Episode 2 – Kolumne „Die Kraft der eigenen Marke“
“Wenn Du als Frau Karriere machen willst, brauchst Du eine gute Marke”. Echt jetzt? Ein Mensch als Marke, wie ein Produkt in der Werbung?
Dieser Gedanke weckte bei mir zwei Gefühle: einerseits Irritation, weil ich “Marke” immer mit einem “Produkt”, einer Sache also, verbinde, und nicht mit einem Menschen. Andererseits Neugier, weil man die Charakteristika einer Marke sicher auch ganz gut auf die Wahrnehmung von Menschen übertragen kann. Die Neugier hat gesiegt, und daher fragte ich mich: Wofür stehe ich als Persönlichkeit? Welche Werte verkörpere ich, wie würden andere mich beschreiben? Mit anderen Worten: was ist meine Marke?
Wer sich damit schon einmal beschäftigt hat, wird vielleicht feststellen, dass es gar nicht so einfach ist, diese Fragen zu beantworten. Gleichzeitig nehmen unsere Kolleg:innen Tag für Tag wahr, wie wir uns verhalten und ziehen meist sogar unbewusst Schlüsse zu diesen Fragen. Diese Schlüsse können darüber entscheiden, ob jemand befördert wird oder jahrelang im gleichen Job festsitzt.
“Ich habe viel darüber nachgedacht und mich bewusst entschieden“, sagt Anna Kopp, IT Director Deutschland bei Microsoft, und hat sich früh entschieden, wofür sie stehen möchte. “Ich wollte die Person sein, die einfach alles weiß, wie etwas geht und wer was kann. Und das bedeutet, ich musste mich mit allen austauschen”, sagt sie im Podcast. So hat sie intensiv am Netzwerk gearbeitet, “egal ob Putzpersonal oder Chef”, und hat dadurch früh erste Leadership Rollen angeboten bekommen, “möchtest Du nicht dieses Projekt machen, möchtest Du dieses Team aufbauen”.
Wie kommt man auf die eigene Marke? Auf der Suche nach Antworten können ein paar Fragen helfen:
- Was ist meine Passion, wofür brenne ich leidenschaftlich? (Leidenschaftlich heißt fast schon wortwörtlich, dass ich bereit sein muss, in gewisser Weise dafür zu leiden)
- Welche Veränderung in der Welt möchte ich helfen zu erreichen?

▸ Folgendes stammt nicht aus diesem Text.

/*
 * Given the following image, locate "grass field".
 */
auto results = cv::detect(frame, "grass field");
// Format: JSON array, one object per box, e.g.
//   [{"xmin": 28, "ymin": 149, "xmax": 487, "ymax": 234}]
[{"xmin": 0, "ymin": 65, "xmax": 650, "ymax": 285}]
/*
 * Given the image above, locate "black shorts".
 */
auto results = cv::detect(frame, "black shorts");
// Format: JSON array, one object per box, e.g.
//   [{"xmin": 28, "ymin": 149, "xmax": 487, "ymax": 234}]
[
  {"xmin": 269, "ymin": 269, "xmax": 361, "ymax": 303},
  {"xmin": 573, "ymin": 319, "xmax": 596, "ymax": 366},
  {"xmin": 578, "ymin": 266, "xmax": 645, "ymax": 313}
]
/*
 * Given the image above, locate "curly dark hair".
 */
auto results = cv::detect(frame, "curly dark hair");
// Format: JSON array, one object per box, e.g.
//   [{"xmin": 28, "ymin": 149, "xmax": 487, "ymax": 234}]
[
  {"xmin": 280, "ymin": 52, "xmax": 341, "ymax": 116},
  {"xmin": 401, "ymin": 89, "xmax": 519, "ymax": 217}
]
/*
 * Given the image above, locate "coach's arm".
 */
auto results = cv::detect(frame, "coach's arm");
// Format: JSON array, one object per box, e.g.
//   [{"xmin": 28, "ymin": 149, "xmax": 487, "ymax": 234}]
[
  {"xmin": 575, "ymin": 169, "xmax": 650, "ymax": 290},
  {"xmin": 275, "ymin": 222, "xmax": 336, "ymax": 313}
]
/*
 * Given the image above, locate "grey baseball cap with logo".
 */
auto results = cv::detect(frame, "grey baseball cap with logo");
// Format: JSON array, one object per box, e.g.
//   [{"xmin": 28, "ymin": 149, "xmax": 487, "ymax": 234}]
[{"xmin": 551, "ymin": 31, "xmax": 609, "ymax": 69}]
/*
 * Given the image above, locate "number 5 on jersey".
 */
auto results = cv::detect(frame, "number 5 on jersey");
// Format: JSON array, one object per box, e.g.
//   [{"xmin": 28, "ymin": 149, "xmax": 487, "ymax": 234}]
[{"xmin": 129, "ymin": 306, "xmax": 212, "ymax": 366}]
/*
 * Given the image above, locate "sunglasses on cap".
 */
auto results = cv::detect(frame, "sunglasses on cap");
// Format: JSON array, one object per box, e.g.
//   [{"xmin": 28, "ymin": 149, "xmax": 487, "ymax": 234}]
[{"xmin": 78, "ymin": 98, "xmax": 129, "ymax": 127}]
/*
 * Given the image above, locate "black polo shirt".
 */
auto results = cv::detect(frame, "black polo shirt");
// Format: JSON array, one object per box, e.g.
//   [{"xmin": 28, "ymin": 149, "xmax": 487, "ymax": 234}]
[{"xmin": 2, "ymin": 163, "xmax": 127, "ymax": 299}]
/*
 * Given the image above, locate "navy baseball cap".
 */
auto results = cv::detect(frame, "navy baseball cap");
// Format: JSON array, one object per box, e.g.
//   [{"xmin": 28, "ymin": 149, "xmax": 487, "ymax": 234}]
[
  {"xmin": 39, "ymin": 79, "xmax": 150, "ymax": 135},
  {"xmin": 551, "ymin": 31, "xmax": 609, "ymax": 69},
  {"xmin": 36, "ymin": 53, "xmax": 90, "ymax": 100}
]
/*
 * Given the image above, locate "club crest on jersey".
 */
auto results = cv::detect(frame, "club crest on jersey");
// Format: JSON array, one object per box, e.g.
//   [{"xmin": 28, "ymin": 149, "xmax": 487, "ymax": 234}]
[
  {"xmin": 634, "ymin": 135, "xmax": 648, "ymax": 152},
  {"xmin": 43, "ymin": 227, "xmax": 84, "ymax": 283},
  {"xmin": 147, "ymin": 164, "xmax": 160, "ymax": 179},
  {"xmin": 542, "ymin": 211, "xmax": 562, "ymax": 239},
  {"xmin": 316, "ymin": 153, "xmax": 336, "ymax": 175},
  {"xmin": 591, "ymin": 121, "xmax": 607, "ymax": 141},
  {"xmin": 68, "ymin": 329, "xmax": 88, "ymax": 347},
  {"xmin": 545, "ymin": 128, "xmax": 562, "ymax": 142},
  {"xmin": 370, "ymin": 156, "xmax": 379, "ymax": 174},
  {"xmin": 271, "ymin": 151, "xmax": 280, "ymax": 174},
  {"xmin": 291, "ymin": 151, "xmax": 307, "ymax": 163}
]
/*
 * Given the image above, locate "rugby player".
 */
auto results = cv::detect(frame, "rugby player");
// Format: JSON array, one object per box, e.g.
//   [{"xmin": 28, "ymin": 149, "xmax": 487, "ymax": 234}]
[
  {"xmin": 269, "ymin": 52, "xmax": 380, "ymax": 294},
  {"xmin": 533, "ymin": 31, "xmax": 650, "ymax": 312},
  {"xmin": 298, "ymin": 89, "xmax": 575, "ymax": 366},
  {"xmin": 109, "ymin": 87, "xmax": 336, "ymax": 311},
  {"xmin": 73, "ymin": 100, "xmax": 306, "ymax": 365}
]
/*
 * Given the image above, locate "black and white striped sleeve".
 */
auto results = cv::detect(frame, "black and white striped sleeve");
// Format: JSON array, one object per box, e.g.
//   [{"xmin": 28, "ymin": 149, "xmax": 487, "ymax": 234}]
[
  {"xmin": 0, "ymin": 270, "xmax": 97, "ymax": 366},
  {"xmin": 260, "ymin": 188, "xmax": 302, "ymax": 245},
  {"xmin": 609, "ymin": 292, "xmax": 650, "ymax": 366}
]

Je konkreter, desto besser lassen sich daraus Handlungen ableiten
- Welche Art von Arbeit mache ich am liebsten? Alleine oder gemeinsam; analytisch oder kreativ; lieber mehr Routine oder viel Neues; gehe ich gerne Risiken ein oder lieber nicht?

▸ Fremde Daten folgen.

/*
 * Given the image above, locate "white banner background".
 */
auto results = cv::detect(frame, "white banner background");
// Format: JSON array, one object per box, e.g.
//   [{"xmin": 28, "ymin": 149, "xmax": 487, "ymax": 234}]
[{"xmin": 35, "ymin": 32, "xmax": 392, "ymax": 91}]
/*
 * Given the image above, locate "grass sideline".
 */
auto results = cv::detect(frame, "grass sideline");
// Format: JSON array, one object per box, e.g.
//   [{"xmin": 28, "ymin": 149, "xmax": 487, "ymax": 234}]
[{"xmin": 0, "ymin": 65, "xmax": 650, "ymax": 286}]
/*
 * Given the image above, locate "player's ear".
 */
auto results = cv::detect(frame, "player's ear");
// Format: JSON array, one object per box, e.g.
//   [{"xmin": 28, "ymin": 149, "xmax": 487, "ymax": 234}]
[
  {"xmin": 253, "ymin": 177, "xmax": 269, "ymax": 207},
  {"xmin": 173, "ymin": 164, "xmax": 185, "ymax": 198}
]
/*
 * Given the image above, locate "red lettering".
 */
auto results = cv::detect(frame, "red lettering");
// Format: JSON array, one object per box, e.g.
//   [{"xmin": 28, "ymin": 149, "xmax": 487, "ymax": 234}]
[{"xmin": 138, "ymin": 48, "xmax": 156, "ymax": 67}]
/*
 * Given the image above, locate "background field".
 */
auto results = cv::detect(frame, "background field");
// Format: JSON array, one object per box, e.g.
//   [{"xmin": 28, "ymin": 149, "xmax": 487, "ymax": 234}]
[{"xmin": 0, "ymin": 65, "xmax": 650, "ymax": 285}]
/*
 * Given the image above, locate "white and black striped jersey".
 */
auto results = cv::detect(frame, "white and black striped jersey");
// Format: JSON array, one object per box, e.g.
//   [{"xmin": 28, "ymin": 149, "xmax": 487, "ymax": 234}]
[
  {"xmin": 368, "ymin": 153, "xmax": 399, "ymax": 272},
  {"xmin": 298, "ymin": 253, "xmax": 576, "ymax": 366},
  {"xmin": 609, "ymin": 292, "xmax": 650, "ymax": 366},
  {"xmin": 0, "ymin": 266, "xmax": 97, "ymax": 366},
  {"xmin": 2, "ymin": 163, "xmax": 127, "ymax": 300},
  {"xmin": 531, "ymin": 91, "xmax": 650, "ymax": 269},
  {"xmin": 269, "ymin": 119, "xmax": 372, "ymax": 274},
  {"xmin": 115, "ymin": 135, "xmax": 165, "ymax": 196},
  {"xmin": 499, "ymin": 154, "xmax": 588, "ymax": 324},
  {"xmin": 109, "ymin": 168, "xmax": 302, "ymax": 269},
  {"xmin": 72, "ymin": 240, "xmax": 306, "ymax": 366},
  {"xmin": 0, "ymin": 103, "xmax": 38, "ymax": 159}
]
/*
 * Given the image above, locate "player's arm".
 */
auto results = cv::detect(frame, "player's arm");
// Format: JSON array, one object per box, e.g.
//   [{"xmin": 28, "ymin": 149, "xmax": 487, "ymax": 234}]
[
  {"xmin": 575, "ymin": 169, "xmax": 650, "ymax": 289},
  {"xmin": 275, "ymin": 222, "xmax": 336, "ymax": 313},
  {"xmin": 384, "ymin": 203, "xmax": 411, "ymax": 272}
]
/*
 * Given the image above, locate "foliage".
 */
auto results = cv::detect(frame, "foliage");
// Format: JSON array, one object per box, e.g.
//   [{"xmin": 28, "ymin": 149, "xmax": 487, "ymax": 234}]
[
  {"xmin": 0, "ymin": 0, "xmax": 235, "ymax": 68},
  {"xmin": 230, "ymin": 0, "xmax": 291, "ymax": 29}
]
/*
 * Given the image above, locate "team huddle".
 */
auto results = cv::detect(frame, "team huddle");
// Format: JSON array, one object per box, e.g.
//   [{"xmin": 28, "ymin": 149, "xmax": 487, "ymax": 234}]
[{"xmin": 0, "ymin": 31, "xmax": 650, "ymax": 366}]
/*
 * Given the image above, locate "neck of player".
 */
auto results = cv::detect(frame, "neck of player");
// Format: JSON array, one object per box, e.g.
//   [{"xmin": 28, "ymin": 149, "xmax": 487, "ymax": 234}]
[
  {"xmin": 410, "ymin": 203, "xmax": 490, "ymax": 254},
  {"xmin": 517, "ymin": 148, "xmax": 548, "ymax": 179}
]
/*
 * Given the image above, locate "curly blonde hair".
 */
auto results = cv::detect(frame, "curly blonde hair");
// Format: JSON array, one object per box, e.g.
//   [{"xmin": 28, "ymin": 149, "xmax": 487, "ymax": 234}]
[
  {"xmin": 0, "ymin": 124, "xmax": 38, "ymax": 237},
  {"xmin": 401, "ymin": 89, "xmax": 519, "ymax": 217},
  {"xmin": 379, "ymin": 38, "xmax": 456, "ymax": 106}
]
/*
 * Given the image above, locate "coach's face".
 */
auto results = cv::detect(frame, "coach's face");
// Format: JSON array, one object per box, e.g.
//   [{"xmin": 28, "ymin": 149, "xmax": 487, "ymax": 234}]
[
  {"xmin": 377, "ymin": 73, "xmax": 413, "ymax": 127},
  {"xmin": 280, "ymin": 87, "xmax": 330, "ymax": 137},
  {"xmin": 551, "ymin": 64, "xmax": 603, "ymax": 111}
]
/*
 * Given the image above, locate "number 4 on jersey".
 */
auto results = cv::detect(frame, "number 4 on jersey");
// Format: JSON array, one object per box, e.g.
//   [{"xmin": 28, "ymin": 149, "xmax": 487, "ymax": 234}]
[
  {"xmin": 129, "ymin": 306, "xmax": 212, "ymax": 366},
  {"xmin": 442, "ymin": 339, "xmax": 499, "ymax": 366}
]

- Wie interagiere ich am liebsten mit anderen?
Wer sich über die Fragen klar wird, hat bereits den Nukleus der eigenen Marke in der Hand. Die Marke ist ja nicht nur Fassade, nur Darstellung, sie ist vielmehr die Essenz, eine innere Haltung. Viele Frauen sind fleißig, arbeiten hart, sind gut ausgebildet und sehr smart, und fragen sich: Warum sitze ich nach 10 Jahren immer noch hier? – “Aber wenn das alles ist, wirst Du nicht befördert, weil Du zu wichtig in deinem aktuellen Job bist”, gibt Anna zu bedenken.
Die Marke muss also einen größeren Wert haben, als den aktuellen Job zu erfüllen. Es muss die Potenziale aufzeigen: welche eigene Entwicklung möglich ist (sich selbst führen), welche Führungsrollen in Frage kommen (andere führen), und welche Effekte das in der Welt haben kann (einen Teil der Welt führen). Dabei größer zu denken, als man sich das heute zutraut, ist durchaus gewünscht, weil es hilft, das eigene Verhalten über die aktuelle Position zu stellen.
Stolz erzählt Anna von der Situation, als sie in eine neue Leadership Rolle eingestellt wurde und sie fragte: “Did you hire me because I’m a female candidate?” – “No, I hired you because you’re Anna”.